Corona verwirft Pop-Distinktionsgrenzen – zumindest bei der charmanten britischen Neoslackerin Beabadoobee und ihrem Debütalbum „Fake it Flowers“.

Geht auch mal vor die Tür: Beabadoobee alias Bea Kristi Foto: Callum Harrison

„I Wish I Was Stephen Malkmus“ heißt ein Song, den Bea Kristi alias Beabadoobee 2019 veröffentlicht hat. Er klingt tatsächlich, als habe die 20-jährige Londonerin viel Freude an „Crooked Rain, Crooked Rain“ (1994) gehabt, dem schön schrägen und doch poppigen Album von Malkmus’ einstiger Band Pavement.

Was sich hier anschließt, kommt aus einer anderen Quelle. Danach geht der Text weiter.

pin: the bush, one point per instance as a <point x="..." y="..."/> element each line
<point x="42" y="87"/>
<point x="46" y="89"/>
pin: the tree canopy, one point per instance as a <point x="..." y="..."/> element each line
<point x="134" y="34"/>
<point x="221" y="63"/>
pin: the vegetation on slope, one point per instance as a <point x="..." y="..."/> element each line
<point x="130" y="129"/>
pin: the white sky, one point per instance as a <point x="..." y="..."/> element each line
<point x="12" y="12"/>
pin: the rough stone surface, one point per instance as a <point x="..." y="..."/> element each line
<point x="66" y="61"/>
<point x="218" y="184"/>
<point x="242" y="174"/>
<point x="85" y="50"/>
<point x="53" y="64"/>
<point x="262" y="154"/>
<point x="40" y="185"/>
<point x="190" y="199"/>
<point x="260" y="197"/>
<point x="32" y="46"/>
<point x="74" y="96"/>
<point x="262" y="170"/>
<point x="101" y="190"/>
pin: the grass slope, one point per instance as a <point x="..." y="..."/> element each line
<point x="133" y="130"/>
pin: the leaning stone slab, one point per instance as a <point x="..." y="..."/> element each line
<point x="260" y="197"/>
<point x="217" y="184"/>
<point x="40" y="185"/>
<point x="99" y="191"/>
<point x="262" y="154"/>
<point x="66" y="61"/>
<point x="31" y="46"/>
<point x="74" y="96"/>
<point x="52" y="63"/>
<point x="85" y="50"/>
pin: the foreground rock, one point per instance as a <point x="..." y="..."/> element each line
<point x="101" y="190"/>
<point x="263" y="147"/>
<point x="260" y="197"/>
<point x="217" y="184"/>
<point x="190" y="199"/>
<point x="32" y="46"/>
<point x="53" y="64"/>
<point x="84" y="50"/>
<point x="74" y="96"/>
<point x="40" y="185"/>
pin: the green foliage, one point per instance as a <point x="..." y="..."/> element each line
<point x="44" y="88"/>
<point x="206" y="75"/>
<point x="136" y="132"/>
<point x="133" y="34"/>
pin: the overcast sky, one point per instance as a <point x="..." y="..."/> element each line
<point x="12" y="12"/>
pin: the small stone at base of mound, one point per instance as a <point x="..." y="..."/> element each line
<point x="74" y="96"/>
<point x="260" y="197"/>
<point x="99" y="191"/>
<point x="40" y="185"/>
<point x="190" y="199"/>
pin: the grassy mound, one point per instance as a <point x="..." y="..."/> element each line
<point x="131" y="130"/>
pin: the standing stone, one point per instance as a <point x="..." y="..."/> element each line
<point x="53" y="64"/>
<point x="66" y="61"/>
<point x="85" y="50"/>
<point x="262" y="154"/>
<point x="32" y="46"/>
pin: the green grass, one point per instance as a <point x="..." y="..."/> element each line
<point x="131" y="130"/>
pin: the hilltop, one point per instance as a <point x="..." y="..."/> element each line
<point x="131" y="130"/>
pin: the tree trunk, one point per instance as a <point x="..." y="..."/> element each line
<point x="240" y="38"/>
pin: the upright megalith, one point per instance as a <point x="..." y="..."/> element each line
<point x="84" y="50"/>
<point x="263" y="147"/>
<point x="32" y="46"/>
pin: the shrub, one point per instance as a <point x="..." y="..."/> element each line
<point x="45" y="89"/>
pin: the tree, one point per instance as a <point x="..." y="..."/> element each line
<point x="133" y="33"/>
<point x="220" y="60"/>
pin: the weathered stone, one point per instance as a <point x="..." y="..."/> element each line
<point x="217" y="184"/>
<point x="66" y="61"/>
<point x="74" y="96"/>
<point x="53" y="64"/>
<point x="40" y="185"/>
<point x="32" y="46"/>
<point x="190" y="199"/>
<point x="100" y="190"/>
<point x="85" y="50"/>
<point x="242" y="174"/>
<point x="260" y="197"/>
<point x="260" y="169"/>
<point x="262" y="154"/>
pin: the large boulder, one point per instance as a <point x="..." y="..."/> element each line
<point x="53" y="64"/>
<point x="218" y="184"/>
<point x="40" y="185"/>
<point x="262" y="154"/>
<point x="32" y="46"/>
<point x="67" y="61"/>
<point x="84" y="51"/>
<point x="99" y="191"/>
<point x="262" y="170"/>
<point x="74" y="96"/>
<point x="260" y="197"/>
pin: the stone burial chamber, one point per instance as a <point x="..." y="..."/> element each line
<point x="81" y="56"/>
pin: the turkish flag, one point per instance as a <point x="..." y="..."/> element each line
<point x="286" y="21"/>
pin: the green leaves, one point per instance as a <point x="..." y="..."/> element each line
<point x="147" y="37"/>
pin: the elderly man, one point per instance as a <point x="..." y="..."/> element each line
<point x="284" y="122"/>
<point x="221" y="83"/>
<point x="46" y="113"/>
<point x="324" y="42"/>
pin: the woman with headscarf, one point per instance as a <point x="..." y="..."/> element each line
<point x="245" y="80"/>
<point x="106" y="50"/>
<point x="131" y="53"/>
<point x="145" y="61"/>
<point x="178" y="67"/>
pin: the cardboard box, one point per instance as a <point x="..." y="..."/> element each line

Nun ist der US-Gitarrist mit der dengeligen Stimme zweifellos eine coole Socke und verdient dafür Bewunderung, dass er sich nicht auf seiner Vergangenheit ausruht, sondern immer noch experimentierfreudige Musik macht. Aber darum geht es Kristi wohl gar nicht. Eher darum, was sie als Nachgeborene auf den damaligen Zeitgeist projiziert.

„Ich wünschte, ich lebte in den Neunzigern“, erklärte sie unlängst dem britischen Online-Magazin NME. Auf ihrem Debütalbum „Fake It Flowers“ lässt Beabadoobee den kathartischen Indierock jener Zeit wieder aufleben, als Amalgam aus Smashing Pumpkins, Alanis Morrisette und den Pixies.

Die Rückblickenden

Nun wird die Vergangenheit im Pop immer wieder recycelt. Beziehungsweise die jeweils aktuelle Vorstellung davon, was an einer Zeit bemerkenswert erscheint; nicht nur Pop, auch seine Geschichtsschreibung morpht. Heute stehen bei der Deutung der 1970er Jahre andere Themen im Vordergrund als vor zwanzig oder dreißig Jahren. Letztlich verrät diese Dekadendiagnostik oft ebenso viel über die Rückblickenden wie über die Zeit, auf die geschaut wird.

Beabadoobee

Beabadoobee: „Fake it Flowers“ (Dirty Hit Records/Ingrooves)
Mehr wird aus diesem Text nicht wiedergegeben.